Tuesday, December 30, 2008
Northern Hawk Owl
Local birders were recently abuzz over the discovery of a Northern Hawk Owl that's been haunting an intersection of county roads just west of Buckhorn, only ten minutes from our back door. News of the bird's rare local appearance reached us when we were some 1200 km away, in northern Ontario, within the actual breeding range of the Hawk Owl.
We figured the owl would be long gone by the time we returned to Stony Lake and this led us to make an extra effort to find this bird in the north, where we were organizing a Christmas Bird Count. As we drove over frozen logging roads and the Trans-Canada Highway, we searched the spruce-tops and hydro wires for the distinctive silhouette of the Hawk Owl. Nothing (but thousands of Pine Grosbeaks, Common Redpolls and Common Ravens).

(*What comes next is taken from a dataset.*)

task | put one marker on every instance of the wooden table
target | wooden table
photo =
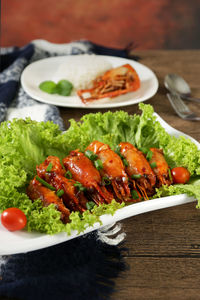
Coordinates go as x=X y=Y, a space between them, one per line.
x=163 y=246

On Christmas eve, we neared home in torrential rain and paused at Flynn's Corners where the bird had last been reported on December 20. We scanned the adjacent fields to no avail. Disappointed but hardly surprised, we set off for home. We rounded the corner on to CR 36 and there was the bird, sitting motionless on a hydro cable. The light was failing and the bird was soaked but there was no mistaking its identity. It turned to face us and we could clearly see its yellow bill and eyes and the dark margins of the facial discs. Beautiful.
We returned again on December 30 and saw the bird in better light. These pictures were taken at a roadside, out our car window.
The photo session was cut short by a pair of Common Ravens that harassed the owl until it flew into a woodlot at the back of the field where it had been hunting.